I squint at her. “Wait a minute. What are you doing up here? I haven’t seen you in minute, now that I am thinking about it. Candice said you went back to work. I assumed a new job, because I never see you at the hospital.”
“There’s something I need to tell you, Zo.”
“What happened?” I ask.
“I lost the good sense that God gave me after breaking up with Brianne. And I have been seeing a shrink for the past five months.”
“You have? That’s not a bad thing. But what did you do?”
“I followed Brianne around. That was my job. I took an extended leave of absence to be wherever she was. I even went as far as having flowers, cards, and gifts sent to myself and pretending she sent them.”
“Why?”
“I was trying to fill a hole in my heart. I suffer from abandonment issues, Zo. I’m not even gay either. Can you believe I made myself believe I was a lesbian, because I was looking for a mother to love me?”
I nod. “Yes, I believe it.”
“You do? How?”
“The only thing you ever talked about doing with a woman was spending time, going shopping, going to the movies, and just snuggling. Don’t get me wrong. Those are intricate parts of dating. However, that was it. For me, when you want or desire something, you want it in every way, shape, or form possible. You, my friend, were limited in your range, so I assumed you might be confused and might need to do a little more soul-searching.”

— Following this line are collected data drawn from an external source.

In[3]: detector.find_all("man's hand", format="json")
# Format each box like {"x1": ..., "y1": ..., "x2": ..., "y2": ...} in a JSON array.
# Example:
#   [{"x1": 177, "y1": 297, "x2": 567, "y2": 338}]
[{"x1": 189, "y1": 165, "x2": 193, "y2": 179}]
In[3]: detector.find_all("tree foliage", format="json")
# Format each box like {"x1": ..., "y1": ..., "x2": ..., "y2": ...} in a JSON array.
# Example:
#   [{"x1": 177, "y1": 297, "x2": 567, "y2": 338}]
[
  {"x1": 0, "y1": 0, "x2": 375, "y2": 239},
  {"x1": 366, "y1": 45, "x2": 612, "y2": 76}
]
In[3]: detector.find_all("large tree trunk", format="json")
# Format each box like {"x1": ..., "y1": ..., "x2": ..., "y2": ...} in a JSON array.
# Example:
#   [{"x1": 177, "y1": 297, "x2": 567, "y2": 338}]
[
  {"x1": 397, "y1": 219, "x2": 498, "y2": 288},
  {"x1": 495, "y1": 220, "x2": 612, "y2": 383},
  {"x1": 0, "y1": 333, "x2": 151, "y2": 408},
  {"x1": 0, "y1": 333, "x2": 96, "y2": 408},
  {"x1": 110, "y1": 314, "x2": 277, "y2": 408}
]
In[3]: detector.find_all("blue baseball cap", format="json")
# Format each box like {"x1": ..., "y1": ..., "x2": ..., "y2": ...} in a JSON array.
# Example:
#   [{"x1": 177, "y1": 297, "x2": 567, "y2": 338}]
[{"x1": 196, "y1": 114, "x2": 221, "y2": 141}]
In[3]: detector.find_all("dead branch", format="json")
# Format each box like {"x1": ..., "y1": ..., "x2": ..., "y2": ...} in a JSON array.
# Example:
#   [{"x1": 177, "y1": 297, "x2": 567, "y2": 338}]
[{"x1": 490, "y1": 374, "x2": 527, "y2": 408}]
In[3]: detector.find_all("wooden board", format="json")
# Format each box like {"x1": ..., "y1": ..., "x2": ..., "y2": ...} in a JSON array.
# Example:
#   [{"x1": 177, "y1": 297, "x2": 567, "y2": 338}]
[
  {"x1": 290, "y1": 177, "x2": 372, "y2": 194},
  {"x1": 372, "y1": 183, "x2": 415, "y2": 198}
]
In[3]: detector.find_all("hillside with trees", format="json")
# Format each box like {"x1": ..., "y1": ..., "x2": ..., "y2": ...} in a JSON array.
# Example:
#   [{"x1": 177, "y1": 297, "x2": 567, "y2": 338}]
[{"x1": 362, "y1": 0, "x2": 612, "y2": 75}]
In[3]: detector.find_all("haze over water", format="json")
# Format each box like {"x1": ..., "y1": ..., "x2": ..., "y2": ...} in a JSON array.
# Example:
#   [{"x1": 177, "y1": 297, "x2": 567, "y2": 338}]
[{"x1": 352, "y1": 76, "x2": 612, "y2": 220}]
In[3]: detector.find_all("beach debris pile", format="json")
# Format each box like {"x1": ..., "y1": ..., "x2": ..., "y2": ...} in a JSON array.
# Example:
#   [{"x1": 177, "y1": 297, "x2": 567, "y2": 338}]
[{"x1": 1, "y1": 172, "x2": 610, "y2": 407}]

“Why didn’t you ever say anything?”
“Sometimes we learn things better through trial and error. You had to turn into a creep in order for you to realize it was deeper than you and Brianne going your separate ways. If I had said something, you might have tried to prove me and yourself wrong, and now you’d be in a nuthouse for stalking people.”
“Stop making fun of me, Zo.” She shoves me.
“There you go, hitting me again. Maybe you suffer from violent tendencies too,” I say, giving her a jab.
“You’re so crazy.”
I’m glad Jenna is going to therapy. A person never knows how sick they are until they see a doctor. Therapy has helped me understand what Candice is going through and how to deal with it. I am happy that I attended some sessions with her. It made a world of a difference. Hopefully, I won’t need further therapy or a heart doctor when I tell her what happened at the bar.